Otto von Los, weniger männlich als Wallenstein, überstrahlte ihn an regelmäßiger Schönheit. Es war etwas unendlich Weiches und Liebevolles in dem edelgeformten Antlitz, viel Sanftmuth in den schwarzen Augen, viel Träumerei auf der klaren, reich umlockten Stirne. Er ward, wenn ihn die Freunde auch keiner besonderen Thatkraft, keiner kühnen Ausdauer für fähig hielten, von allen gleichmäßig geliebt, war eines jeden Vertrauter, eines jeden Schützling. Ueber ihn erging unter allen Zerwürfnissen nie ein Tadel, er fand nur Lobredner und Verteidiger; denn rein und treu wie sein Auge, war seine Gesinnung, sein Herz offen wie seine Hand, im Entschuldigen, Beschwichtigen und Versöhnen war er beredsam, nie im Tadel und in der Anklage. – »Was wir Alle,« sagte bei einer späteren Veranlassung Mathias Thurn von ihm, »an Liebe zu wenig im Herzen haben, das ist auf Otto gekommen. Wären die Menschen darnach, er richtete mit seiner Milde mehr aus, als wir Alle mit Willenskraft und Unternehmungsgeist, mit Gebot und Schwertschlag.«

Zur Linken Thurn's saß schwarz gekleidet, wie man ihn immer sah, Colon von Fels, der hartnäckigste, ausdauerndste Charakter in der Gesellschaft, mit einem Antlitz, fahl, fast aschgrau, ohne Mienenspiel, erst dreißig Jahre alt, aber ein Greis beinahe in seiner besonnenen, leidenschaftslosen Haltung.
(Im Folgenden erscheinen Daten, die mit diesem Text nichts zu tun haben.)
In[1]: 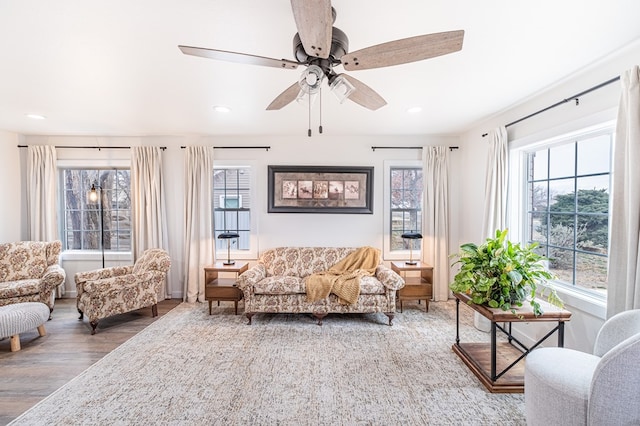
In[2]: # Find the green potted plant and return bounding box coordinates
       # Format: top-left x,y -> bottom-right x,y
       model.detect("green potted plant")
449,229 -> 563,316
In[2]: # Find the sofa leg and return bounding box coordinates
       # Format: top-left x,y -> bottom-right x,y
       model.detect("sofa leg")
384,312 -> 396,326
313,312 -> 327,325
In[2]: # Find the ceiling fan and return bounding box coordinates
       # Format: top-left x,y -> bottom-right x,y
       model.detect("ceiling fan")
178,0 -> 464,116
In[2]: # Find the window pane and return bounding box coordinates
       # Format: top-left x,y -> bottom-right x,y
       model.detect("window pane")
523,128 -> 614,297
578,176 -> 609,214
549,247 -> 574,284
212,167 -> 251,251
576,253 -> 607,289
61,169 -> 131,251
529,148 -> 549,180
549,143 -> 576,179
527,181 -> 549,212
578,135 -> 611,175
549,179 -> 576,212
549,214 -> 575,248
389,167 -> 423,251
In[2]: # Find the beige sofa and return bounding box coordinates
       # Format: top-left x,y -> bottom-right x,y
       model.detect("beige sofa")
74,249 -> 171,334
237,247 -> 404,325
0,241 -> 65,312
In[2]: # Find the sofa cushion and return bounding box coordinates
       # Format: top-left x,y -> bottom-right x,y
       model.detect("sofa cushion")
253,276 -> 306,294
0,279 -> 40,299
0,241 -> 47,282
360,276 -> 386,294
258,247 -> 356,278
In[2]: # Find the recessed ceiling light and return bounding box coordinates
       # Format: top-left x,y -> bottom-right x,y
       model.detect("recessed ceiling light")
25,114 -> 47,120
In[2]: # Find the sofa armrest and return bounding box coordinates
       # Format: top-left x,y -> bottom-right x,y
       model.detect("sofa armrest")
74,265 -> 133,285
376,265 -> 404,290
40,264 -> 67,293
83,271 -> 165,295
236,263 -> 267,291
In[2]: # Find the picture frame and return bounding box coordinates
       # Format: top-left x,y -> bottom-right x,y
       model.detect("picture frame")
267,166 -> 373,214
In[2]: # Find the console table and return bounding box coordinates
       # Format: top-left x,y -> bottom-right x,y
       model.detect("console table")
391,261 -> 433,312
204,262 -> 249,315
453,293 -> 571,393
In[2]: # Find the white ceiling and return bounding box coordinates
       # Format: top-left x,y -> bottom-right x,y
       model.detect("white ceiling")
0,0 -> 640,135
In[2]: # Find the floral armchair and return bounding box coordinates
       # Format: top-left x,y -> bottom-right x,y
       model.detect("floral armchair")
0,240 -> 66,313
75,249 -> 171,334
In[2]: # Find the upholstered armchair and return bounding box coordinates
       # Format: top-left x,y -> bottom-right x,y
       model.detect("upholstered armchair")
524,309 -> 640,426
75,249 -> 171,334
0,240 -> 66,313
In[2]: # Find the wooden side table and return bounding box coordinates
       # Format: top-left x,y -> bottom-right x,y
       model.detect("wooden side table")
204,261 -> 249,315
391,261 -> 433,312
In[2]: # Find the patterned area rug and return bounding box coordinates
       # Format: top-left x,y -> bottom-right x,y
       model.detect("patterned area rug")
11,301 -> 525,425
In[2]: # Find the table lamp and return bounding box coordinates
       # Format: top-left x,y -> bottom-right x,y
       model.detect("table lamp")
218,231 -> 240,265
402,231 -> 422,265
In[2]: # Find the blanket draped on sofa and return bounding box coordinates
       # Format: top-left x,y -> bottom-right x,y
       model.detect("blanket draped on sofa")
305,247 -> 380,305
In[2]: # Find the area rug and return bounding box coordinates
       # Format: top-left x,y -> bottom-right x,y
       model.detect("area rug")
11,302 -> 525,425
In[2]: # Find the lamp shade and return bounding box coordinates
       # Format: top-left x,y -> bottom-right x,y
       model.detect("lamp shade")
218,232 -> 240,240
402,231 -> 422,240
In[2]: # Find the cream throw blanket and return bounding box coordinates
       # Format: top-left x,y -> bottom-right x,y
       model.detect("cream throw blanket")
305,247 -> 380,305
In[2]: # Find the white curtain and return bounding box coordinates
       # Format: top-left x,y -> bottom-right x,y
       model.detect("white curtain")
27,146 -> 65,297
480,126 -> 509,242
183,146 -> 215,303
131,146 -> 171,300
607,66 -> 640,318
422,146 -> 450,301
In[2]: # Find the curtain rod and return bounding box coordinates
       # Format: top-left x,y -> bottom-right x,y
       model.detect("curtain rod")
18,145 -> 167,151
482,76 -> 620,138
371,146 -> 459,151
180,146 -> 271,151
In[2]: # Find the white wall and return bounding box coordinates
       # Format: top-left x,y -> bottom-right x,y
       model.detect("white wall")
454,42 -> 640,352
16,133 -> 461,298
0,130 -> 24,243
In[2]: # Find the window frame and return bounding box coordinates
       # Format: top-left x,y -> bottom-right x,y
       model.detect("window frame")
508,118 -> 616,318
211,159 -> 258,260
382,160 -> 424,260
56,159 -> 132,263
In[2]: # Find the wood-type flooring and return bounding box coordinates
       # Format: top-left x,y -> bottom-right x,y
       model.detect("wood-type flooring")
0,299 -> 181,425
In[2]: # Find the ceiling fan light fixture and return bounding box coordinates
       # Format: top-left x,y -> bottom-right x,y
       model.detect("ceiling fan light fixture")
296,88 -> 318,108
329,75 -> 356,103
298,65 -> 324,94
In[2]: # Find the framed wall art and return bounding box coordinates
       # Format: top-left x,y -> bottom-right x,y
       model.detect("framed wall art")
268,166 -> 373,214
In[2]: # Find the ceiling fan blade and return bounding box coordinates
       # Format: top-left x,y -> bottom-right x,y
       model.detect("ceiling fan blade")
291,0 -> 333,58
178,46 -> 299,69
338,74 -> 387,111
267,81 -> 300,111
340,30 -> 464,71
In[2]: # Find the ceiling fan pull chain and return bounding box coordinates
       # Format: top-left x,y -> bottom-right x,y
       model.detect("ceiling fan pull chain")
318,87 -> 322,134
307,91 -> 311,137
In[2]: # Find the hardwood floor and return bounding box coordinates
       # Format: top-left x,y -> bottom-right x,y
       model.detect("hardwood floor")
0,299 -> 182,425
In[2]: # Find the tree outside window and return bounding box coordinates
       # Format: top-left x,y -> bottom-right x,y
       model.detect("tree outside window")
527,129 -> 613,296
390,167 -> 423,251
61,169 -> 131,252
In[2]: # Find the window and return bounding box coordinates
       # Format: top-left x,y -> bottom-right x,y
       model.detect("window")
213,167 -> 251,251
525,127 -> 614,298
61,168 -> 131,252
389,166 -> 422,251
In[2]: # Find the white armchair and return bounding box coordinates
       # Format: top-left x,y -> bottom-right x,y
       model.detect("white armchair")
524,309 -> 640,426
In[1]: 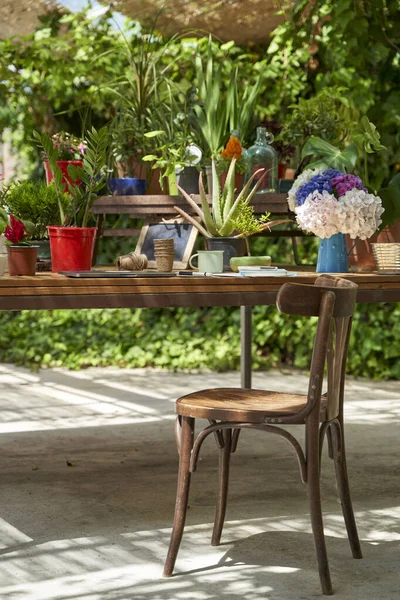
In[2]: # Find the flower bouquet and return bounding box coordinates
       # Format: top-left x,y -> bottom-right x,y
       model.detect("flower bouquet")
288,168 -> 384,273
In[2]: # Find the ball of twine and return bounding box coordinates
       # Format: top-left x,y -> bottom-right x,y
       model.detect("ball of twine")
117,252 -> 147,271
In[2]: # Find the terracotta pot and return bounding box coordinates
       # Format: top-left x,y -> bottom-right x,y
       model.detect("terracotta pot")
7,246 -> 39,276
346,221 -> 400,273
47,227 -> 96,273
43,160 -> 83,192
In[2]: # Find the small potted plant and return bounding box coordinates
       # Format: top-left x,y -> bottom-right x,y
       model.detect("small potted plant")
43,131 -> 85,191
0,181 -> 70,260
108,109 -> 147,196
174,158 -> 283,271
35,127 -> 109,272
4,215 -> 39,275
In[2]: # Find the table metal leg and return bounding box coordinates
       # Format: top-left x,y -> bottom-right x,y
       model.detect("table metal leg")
240,306 -> 252,388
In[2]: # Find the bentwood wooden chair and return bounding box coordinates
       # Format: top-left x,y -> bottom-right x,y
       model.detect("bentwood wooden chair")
164,275 -> 362,595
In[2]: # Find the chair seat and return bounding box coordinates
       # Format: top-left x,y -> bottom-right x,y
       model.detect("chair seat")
176,388 -> 327,423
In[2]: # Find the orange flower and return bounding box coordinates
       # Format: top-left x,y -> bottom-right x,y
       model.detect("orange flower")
221,135 -> 242,159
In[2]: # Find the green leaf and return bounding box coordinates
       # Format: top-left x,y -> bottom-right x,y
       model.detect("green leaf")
301,137 -> 358,171
378,175 -> 400,229
142,154 -> 159,162
351,115 -> 385,154
144,129 -> 166,138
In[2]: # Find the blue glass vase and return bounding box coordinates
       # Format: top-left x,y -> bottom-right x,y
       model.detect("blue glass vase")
317,233 -> 348,273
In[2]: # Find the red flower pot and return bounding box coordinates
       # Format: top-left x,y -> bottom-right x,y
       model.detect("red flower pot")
278,163 -> 287,179
47,227 -> 96,273
43,160 -> 83,192
7,246 -> 39,275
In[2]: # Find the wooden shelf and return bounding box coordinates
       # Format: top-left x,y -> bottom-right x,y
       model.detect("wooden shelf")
92,194 -> 288,217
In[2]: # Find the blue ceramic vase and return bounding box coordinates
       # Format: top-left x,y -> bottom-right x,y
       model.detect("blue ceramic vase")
108,177 -> 146,196
317,233 -> 348,273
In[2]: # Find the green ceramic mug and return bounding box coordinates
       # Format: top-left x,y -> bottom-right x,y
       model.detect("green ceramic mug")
189,250 -> 224,273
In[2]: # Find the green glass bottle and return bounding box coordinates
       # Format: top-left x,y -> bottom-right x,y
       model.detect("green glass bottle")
246,127 -> 278,194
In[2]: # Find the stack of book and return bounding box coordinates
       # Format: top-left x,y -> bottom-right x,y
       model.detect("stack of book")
238,267 -> 297,277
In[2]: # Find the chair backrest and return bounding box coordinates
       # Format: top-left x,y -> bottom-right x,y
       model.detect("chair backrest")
277,275 -> 358,419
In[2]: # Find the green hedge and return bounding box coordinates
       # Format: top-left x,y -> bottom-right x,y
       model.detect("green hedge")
0,237 -> 400,379
0,304 -> 400,379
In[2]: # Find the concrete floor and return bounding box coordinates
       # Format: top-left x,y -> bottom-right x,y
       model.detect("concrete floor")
0,365 -> 400,600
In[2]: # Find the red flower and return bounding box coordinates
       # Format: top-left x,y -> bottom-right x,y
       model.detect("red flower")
4,215 -> 28,245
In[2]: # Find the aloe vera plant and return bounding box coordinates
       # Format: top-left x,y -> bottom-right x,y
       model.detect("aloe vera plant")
174,159 -> 268,238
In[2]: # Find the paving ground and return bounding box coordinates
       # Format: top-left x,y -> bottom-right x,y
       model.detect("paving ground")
0,365 -> 400,600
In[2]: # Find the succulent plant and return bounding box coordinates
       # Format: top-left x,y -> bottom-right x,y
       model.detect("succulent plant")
174,158 -> 268,238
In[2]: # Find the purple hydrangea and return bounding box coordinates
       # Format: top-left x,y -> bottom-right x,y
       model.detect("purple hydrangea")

Je weniger der Mund und die Mienen sprachen, um desto mehr redete das graue, stechende Auge, das dem Gedanken zu folgen und ihn erst zu verlassen schien, wenn alle seine Möglichkeit, sein Werth und seine Dauer erschöpft schien. Arm an Redensarten war sein Mund, aber heftig und rastlos sein Wille an Unternehmungen.

Dem Grafen von Schlik sah man es an, daß er bei Hofe gelebt und in den Kanzleien des geheimen Rathes gewirkt; er war glatt, bedächtig, halblaut, im Urtheil voll Zurückhaltung, dabei klug und voll Kenntniß; vor allen Dingen aber heiter, wohlwollend, zu Frohsinn und Genuß stets aufgelegt. In letzter Weise glich ihm auch Graf Kinsky, der Wirth, welcher das untere Ende der Tafel einnahm, ein Mann von dreißig Jahren, hochgewachsen, blond, redselig, zu Scherz und Spott geneigt, aufflammend bei jedem Gedanken, überschwenglich, doch rasch auch abgekühlt; dem Vaterlande aber und der böhmischen Nationalität unverbrüchlich ergeben; Feind der deutschen Hofpartei, eifriger Anhänger des Protestantismus und seiner Glaubensstärke.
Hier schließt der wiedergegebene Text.